Par exemple, le WNISR soutient que les réacteurs nucléaires sont lents à construire. Sur les 63 unités qui ont commencé à fonctionner depuis 2009, le WNISR rapporte que le temps de construction moyen était de 9,8 ans. Mais ce délai moyen comprend une large gamme de résultats – certains n’ont pris que 4,1 ans et d’autres jusqu’à 43,5 ans. La plus lente a été l’usine Watts Bar 2, basée au Tennessee. La construction a commencé en 1973 et a été raccordée au réseau en 2016, mais elle a dû faire face à de longues périodes de retards et la construction s’est arrêtée pendant plus de 20 ans.

“L’inclusion de ces valeurs aberrantes fausse les temps de construction moyens signalés à la hausse”, indique la déclaration de l’Association nucléaire mondiale. D’un autre côté, à la fin rapide de l’échelle, les réacteurs ont été construits en quatre ans grâce à l’apprentissage des “projets premiers du genre” et à la construction de projets ultérieurs plus rapidement, affirme-t-il. Ainsi, même si la capacité renouvelable sera mise en service plus rapidement, l’écart n’a pas besoin d’être aussi grave que ce rapport l’indique.

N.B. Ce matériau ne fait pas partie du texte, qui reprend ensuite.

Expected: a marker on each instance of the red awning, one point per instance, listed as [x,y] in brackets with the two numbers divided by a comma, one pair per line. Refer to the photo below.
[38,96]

Selon le WNISR, les forces du marché sont en faveur d’énergies renouvelables plus rapides et moins chères, ce qui en fait le choix évident à la place de l’énergie nucléaire. Et cela a généralement été exact; les coûts des énergies renouvelables ont chuté sur la plupart des marchés, ce qui en fait l’une des options les moins chères disponibles. Cependant, s’éloigner du nucléaire ne signifie pas nécessairement un pas vers les énergies renouvelables dans des endroits où le gaz naturel peut également constituer une alternative bon marché.

En mai de cette année, l’Agence internationale de l’énergie (AIE) a publié un rapport avertissant qu’un manque de nouvelle énergie nucléaire et de soutien aux centrales nucléaires existantes pourrait entraîner une étape en arrière pour les objectifs climatiques. Le gaz naturel bon marché pourrait potentiellement combler le vide au lieu des énergies renouvelables, et cela nous engagerait à émettre des milliards de tonnes supplémentaires de CO2. L’AIE est une organisation intergouvernementale qui donne des conseils sur la politique énergétique à ses États membres ainsi qu’à un éventail d’États non membres. Bien que les données fournies par l’AIE soient solides, elles ont été critiquées pour avoir constamment sous-estimé la croissance de notre capacité renouvelable.

Dans ce cas, les données semblent confirmer les inquiétudes de l’AIE : le gaz naturel a augmenté en capacité. En Europe, la capacité nucléaire a diminué de 18,7 GW entre 2000 et 2018, ainsi qu’une réduction de 42,7 GW de la capacité au charbon et de 41,1 GW de la capacité au mazout, rapporte le WNISR. Une grande partie de cela a été remplacée par des énergies renouvelables, qui ont connu une croissance de 310 GW. Mais au cours de la même période, la capacité des centrales à gaz a augmenté de 97 GW. Aux États-Unis, le gaz naturel représentait plus de 60 % de la nouvelle capacité installée en 2018, selon l’EIA, le reste étant des énergies renouvelables. Le gaz naturel joue clairement un rôle croissant dans l’économie énergétique.

“Les énergies renouvelables, et souvent le gaz naturel, surpassent les centrales nucléaires nouvelles et même existantes”, rapporte le WNISR. Mais là où le WNISR y voit un argument pour concentrer le financement sur les énergies renouvelables, l’AIE souligne les efforts visant à prolonger la durée de vie des installations nucléaires existantes. Ces installations sont un facteur crucial dans la réduction des émissions de gaz à effet de serre, ainsi qu’une alternative rentable à la construction de nouveaux réacteurs.